Buck Showalter was carrying a fungo bat as he walked with an urgency in his step and a Do Not Disturb look in his eye, heading for the dugout tunnel that would take him to an another meeting in advance of another series.
Yes, it was a just another game with an American League team in a National League park on a foggy Friday night in May and, ultimately, a fairly meaningless 2-1 loss, even with Max Scherzer on the hill. The Mets are still dominating their division, and are still the only team in baseball yet to lose a series.
But to their leader, Seattle can never truly be a nondescript team on the other side of the field. In a different New York time and place, the Mariners were the opponents that changed Buck Showalter’s life.
So after stopping and maintaining that he no longer thought much about the epic best-of-five AL Division Series his Yankees lost to the Mariners in 1995, that he didn’t have enough time on a series-opening day (and after losing catcher James McCann to injury) to ponder a long-ago playoff defeat, the memories overtook him. Had his Yankees won that Game 5 in the Kingdome and advanced to the ALCS, Showalter might not have been pushed out of his job by George Steinbrenner.
Showalter might have won two or three of those four championships that his successor, Joe Torre, won over the next five years.
“It broke my heart; believe me, I didn’t want to leave,” the Mets’ manager told The Post. “I was there 19 years, but I remembered one thing my dad said to me over the years. He told me, ‘There will come a time in your life when you’ve got to plant your feet and make a stand, and it’s going to be real painful.’ ”
Showalter made that painful stand on behalf of some coaches Steinbrenner wanted removed. The Yankees’ owner offered his manager a two-year contract to return, but the deal was contingent on the firings of those Showalter loyalists, including Glenn Sherlock, now the Mets’ bench coach.
Buck wasn’t about to sacrifice his friends to keep his dream job.
“I remember my wife going, ‘What are you doing? Are you sure about this?’ ” Showalter recalled. “We didn’t have anything. I said, ‘Hey, were we happy when I was managing in Albany?

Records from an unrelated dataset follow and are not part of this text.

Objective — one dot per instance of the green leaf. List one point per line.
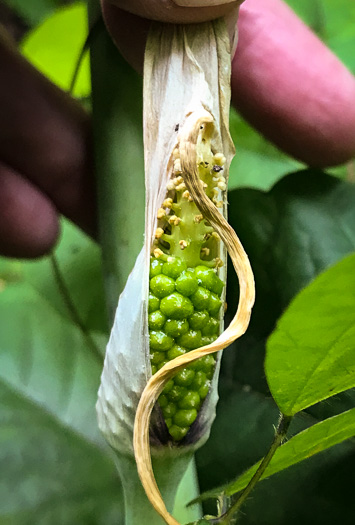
(311, 441)
(55, 45)
(302, 226)
(310, 356)
(333, 22)
(55, 466)
(79, 261)
(257, 163)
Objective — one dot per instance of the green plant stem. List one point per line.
(119, 159)
(280, 435)
(73, 310)
(119, 167)
(169, 472)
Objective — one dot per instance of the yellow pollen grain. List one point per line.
(157, 253)
(168, 202)
(198, 218)
(158, 233)
(161, 213)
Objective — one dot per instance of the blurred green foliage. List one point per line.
(56, 469)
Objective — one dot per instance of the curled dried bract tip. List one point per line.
(189, 136)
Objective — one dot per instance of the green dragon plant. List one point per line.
(158, 388)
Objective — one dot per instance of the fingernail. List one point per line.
(201, 3)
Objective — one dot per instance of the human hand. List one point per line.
(284, 81)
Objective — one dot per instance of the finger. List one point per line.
(291, 88)
(130, 32)
(285, 82)
(176, 11)
(45, 136)
(29, 224)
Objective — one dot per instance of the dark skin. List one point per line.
(285, 82)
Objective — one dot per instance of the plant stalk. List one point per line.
(119, 166)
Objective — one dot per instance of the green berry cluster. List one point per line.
(183, 314)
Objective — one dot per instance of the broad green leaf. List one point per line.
(55, 45)
(257, 163)
(117, 90)
(302, 226)
(311, 354)
(55, 466)
(334, 24)
(35, 10)
(242, 433)
(79, 261)
(311, 441)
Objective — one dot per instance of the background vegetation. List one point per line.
(55, 467)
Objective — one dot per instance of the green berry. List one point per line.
(207, 363)
(153, 303)
(176, 306)
(184, 377)
(185, 418)
(177, 433)
(176, 327)
(191, 400)
(198, 320)
(214, 304)
(204, 389)
(205, 276)
(190, 340)
(160, 341)
(169, 385)
(157, 357)
(199, 379)
(212, 327)
(169, 410)
(162, 364)
(175, 351)
(162, 285)
(155, 267)
(163, 401)
(208, 339)
(156, 320)
(186, 283)
(201, 298)
(176, 393)
(208, 279)
(174, 268)
(218, 286)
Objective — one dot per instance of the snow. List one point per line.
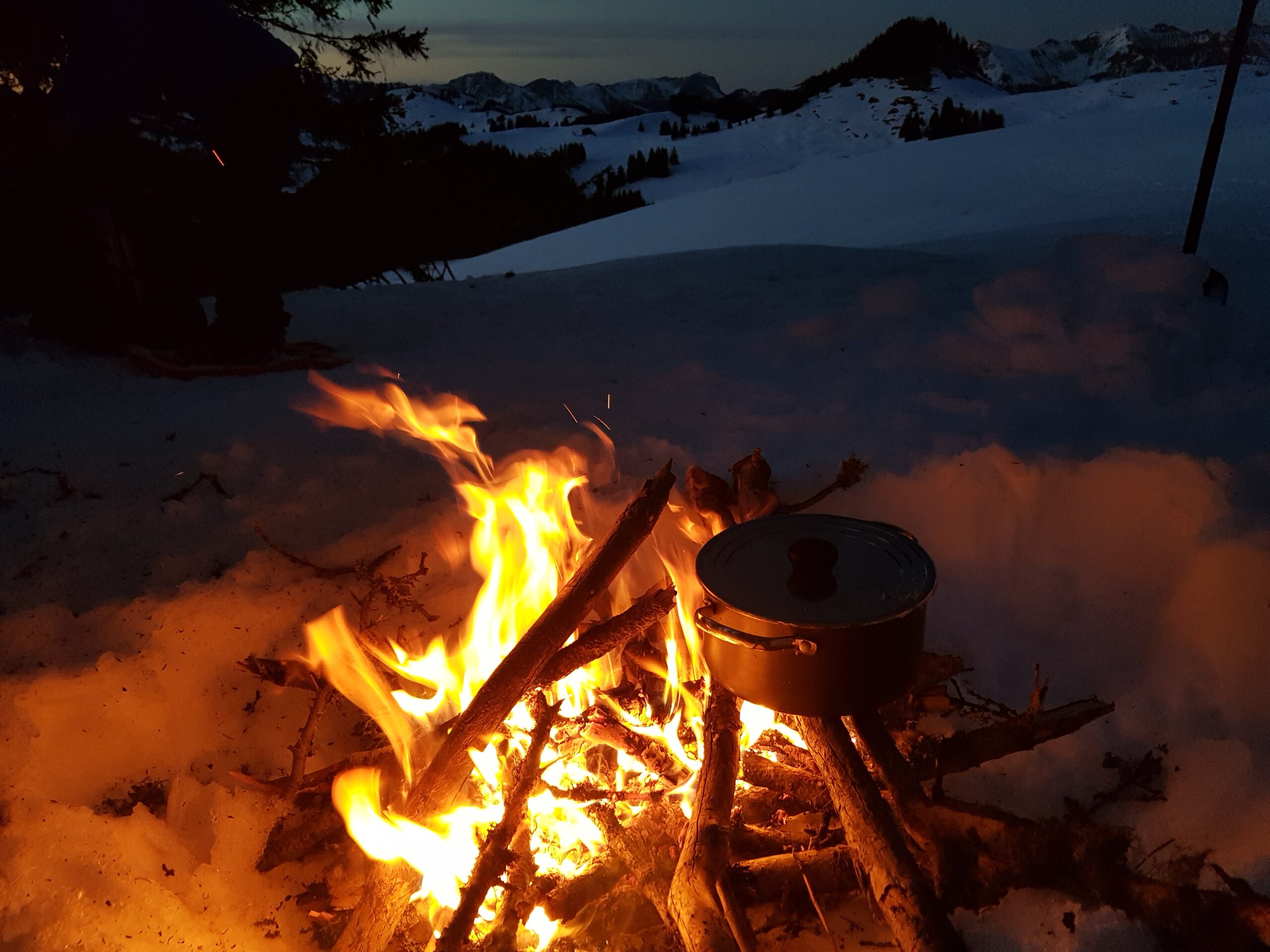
(1086, 158)
(1070, 428)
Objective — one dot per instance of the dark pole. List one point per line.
(1208, 167)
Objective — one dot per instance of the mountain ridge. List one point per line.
(1053, 64)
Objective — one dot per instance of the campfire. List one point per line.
(562, 771)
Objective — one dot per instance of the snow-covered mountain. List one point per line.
(1113, 54)
(484, 92)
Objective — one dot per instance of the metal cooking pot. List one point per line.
(815, 615)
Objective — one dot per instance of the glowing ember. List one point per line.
(526, 541)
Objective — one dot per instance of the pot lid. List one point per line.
(817, 570)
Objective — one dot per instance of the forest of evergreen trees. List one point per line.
(949, 119)
(522, 121)
(657, 164)
(427, 196)
(681, 130)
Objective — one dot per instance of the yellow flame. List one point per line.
(444, 853)
(336, 653)
(526, 541)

Were we paying the bills? Were we breaking even?’ I was refereeing six nights a week and I said, ‘We’ll be all right.’ ”
Sherlock followed Showalter to Arizona to work for the expansion Diamondbacks, who didn’t take the field until 1998. He also left Pittsburgh four months ago to follow Showalter again, this time to Queens. Sherlock first worked for Showalter in the Yankees’ system in 1989, as a player/coach in Albany. When he was done throwing batting practice Friday, Sherlock recalled that he wanted to learn from a master strategist whose command of the fundamentals earned the players’ respect.
“Buck is always thinking about the players’ perspective, and what’s best for them,” Sherlock said. “Even in spring training when we’re doing the schedule, he’s thinking about the best way to rotate, and what’s going to be best for the players as we move from field to field.
“He always pays attention to details, and he’s very defense-oriented. … When we were in Washington [on Thursday] and we got those two outs at third base, Buck immediately says to me, ‘What stood out about that play for you?’ And I know he’s thinking about Starling Marte backing up the play. … That’s important to Buck, and since it’s important to him, it’s important to our players.”
Sherlock said his boss separates himself from the majority of his peers on that particular side of the ball.
“On a lot of teams I’ve been on, there will be a designated coach who runs the team defenses,” he said. “In our situation, Buck runs all the team defenses. He’s on the field, he’s directing it. I think the players see that and they know he knows where they’re supposed to be at all times, and it rubs off on them.”
All these years later, after things ended badly in the Bronx, Sherlock said it “meant a lot that Buck had our backs” when Steinbrenner was demanding change.
“For him to be back in New York and to win [a championship] to come full circle, that would be unbelievable,” Sherlock said. “I don’t think you can write it any better, and that’s what we’re all striving to do.”
Showalter’s first-place Yankees were robbed of a shot at a title in 1994 when the World Series was canceled on account of labor strife. The following year, he led the Yankees to their first postseason appearance in 14 years, only to be denied by a Seattle team that included Joe Cora, now his third-base coach, who homered and started the winning 11th-inning rally in Game 5.
“His name was Joey Blankin’ Cora back then,” Showalter said Friday. “He reminds me all the time, so I let him show it one time in the spring just to make him feel good.
“But what I took most out of that series was the fact that people said it rekindled their love of the game. That’s a proud moment for me. I try to dwell on that.”
Especially with the Mariners in town, reminding Showalter of what might have been.